Was fasziniert Sie am meisten an den Pfahlbauten?
Der Reichtum und die ausserordentliche Vielfalt der erhaltenen Objekte, die uns oft sehr berührende Details aus dem täglichen Leben unserer fernen Vorfahren aus der Jungsteinzeit und Bronzezeit erzählen. Natürlich gibt es auch Waffen und fein gearbeitete Ornamente, die aus kostbaren Materialien hergestellt und aus tausenden von Kilometern Entfernung importiert wurden.
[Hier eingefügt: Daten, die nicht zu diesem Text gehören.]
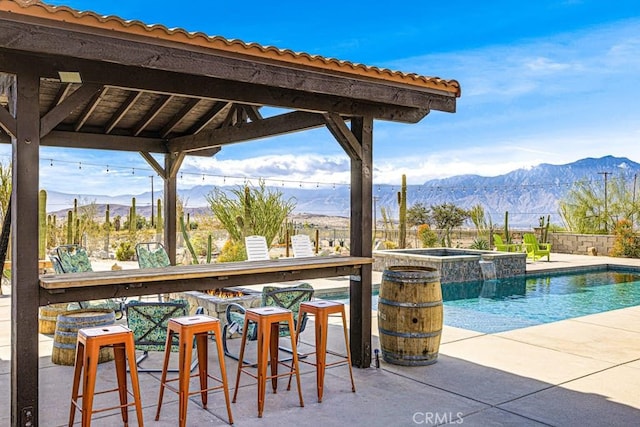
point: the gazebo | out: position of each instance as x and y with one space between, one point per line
81 80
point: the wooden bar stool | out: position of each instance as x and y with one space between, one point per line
90 341
188 328
268 321
321 309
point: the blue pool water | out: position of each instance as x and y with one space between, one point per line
507 304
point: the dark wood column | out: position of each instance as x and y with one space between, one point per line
172 163
357 142
361 241
24 274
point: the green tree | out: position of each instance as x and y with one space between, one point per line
417 214
446 217
479 219
250 211
585 210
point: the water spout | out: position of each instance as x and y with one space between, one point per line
488 269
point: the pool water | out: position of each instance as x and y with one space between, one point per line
513 303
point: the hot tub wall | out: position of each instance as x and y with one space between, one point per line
456 266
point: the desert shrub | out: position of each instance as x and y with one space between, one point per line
480 244
627 243
232 251
125 251
427 236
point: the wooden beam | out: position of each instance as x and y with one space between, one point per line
62 110
190 105
208 117
24 272
172 163
152 113
124 108
7 122
343 135
278 125
154 164
62 94
253 112
100 142
360 291
158 81
89 109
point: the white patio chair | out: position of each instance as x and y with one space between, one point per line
302 246
257 249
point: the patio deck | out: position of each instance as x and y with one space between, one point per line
577 372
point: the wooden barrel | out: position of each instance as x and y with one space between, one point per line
47 317
410 315
66 336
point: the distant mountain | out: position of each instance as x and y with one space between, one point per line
526 194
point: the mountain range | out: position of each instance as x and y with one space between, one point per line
527 194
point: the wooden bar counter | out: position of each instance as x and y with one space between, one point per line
56 288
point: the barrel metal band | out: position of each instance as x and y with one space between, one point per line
411 334
410 304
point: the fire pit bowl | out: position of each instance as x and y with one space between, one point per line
215 301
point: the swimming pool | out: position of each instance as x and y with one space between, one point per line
517 302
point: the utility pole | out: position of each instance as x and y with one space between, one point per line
375 227
606 212
152 201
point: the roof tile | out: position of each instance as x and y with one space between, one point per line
39 9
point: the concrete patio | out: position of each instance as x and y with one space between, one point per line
577 372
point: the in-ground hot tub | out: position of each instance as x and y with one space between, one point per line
455 265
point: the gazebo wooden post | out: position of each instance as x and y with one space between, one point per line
172 163
24 273
361 229
357 142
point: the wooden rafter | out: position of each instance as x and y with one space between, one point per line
278 125
343 135
190 105
208 117
86 113
152 113
87 92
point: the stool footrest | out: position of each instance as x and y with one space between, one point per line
191 393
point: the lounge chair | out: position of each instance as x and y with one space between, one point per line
536 250
505 247
152 255
257 249
287 297
301 245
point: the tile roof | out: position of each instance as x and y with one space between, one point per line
38 9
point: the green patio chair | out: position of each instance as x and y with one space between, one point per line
74 259
499 244
536 250
149 322
286 297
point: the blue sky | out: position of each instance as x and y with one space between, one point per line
542 82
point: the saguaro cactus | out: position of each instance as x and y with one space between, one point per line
42 224
132 217
159 220
69 227
402 201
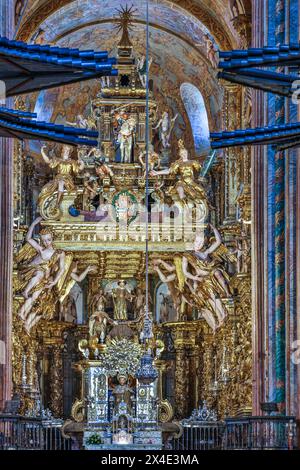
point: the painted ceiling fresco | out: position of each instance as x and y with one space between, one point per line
178 50
79 11
168 71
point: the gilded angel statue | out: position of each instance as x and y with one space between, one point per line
99 319
66 168
211 258
186 188
41 270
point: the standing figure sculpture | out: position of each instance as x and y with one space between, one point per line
142 69
99 319
122 393
186 171
66 169
165 126
210 259
121 294
126 139
153 159
44 268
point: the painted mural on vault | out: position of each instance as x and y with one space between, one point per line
169 71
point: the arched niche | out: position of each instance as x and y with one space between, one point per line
196 111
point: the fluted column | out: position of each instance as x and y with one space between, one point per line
6 235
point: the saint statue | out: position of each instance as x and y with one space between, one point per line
99 319
126 139
66 168
153 159
122 393
186 171
121 294
142 69
41 268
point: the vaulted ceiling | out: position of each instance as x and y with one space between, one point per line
177 46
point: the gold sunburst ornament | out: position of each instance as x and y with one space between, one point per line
122 357
124 23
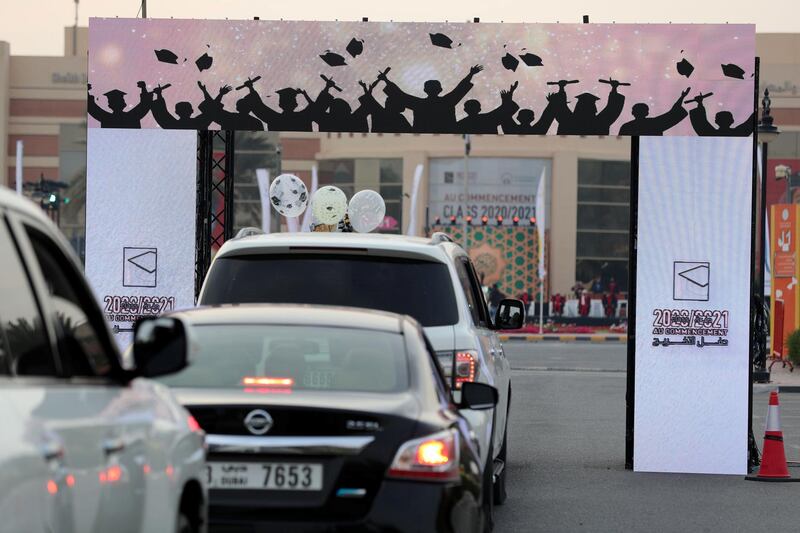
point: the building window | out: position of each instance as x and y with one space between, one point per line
603 223
382 175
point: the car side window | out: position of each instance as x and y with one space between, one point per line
469 294
442 390
24 346
483 311
81 348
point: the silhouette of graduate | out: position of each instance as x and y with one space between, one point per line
724 121
643 124
434 113
585 119
118 117
288 118
524 125
487 123
241 120
337 115
184 112
388 118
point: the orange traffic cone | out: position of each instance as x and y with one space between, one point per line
773 458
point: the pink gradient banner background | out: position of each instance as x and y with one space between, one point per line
286 54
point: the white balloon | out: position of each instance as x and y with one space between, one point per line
366 210
328 205
288 195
Was mich aber am meisten fasziniert, sind die Weidenkörbe, die Äpfel und Haselnüsse, der bescheidene Löffel oder das über 3000 Jahre alte und perfekt erhaltene Holzspielzeug: Wenn man sie anschaut, hat man den Eindruck, dass das Dorf erst vor wenigen Tagen von seinen Bewohnern verlassen wurde!
Was empfehlen Sie besonders?
Es gibt 56 Pfahlbau-Fundstellen in der Schweiz, die zu diesem Welterbe gehören: Es ist unmöglich, sie alle zu sehen! Natürlich können Sie sie mit der mobilen Anwendung "Palafittes Guide" allein auf Ihrem Smartphone erkunden. Aber der überraschendste und direkteste Zugang ist meiner Meinung nach das "Archäologische Fenster" beim Opernhaus im Zentrum von Zürich: Wenn man in die Tiefgarage hinuntergeht, taucht man dank Filmprojektionen und einer kleinen Ausstellung plötzlich in die Urgeschichte ein. Ansonsten würde ich empfehlen, einige Stunden im rekonstruierten Seedorf Gletterens (Freiburg) zu verbringen, wo regelmässig Workshops und Vorführungen angeboten werden, die eine sehr konkrete Vorstellung vom Leben in einem neolithischen Dorf am Neuenburgersee vermitteln. Und natürlich empfehle ich einen Besuch im Laténium (Neuenburg), das mit dem Museumspreis des Europarates ausgezeichnet wurde. Das Museum bietet eine sehr schöne und umfassende Ausstellung in einer idyllischen Umgebung mit rekonstruierten Pfahlbauhäusern im archäologischen Park am See.
Ein Geheimtipp?
Nehmen Sie das Boot vom Hafen im Stadtzentrum von Neuenburg, um zum Laténium zu gelangen: die Fahrt dauert 15 Minuten und ist kostenlos... Oder gehen Sie an der Seepromenade entlang; am besten verlassen Sie den Bahnhof in Saint-Blaise/Lac. Die Ufer sind sehr schön gestaltet, mit einem kleinen Teich, Sandstränden, Buchten und Bächen, die eine sehr reiche Vegetation und Fauna beherbergen: es sieht fast wie eine prähistorische Naturlandschaft aus!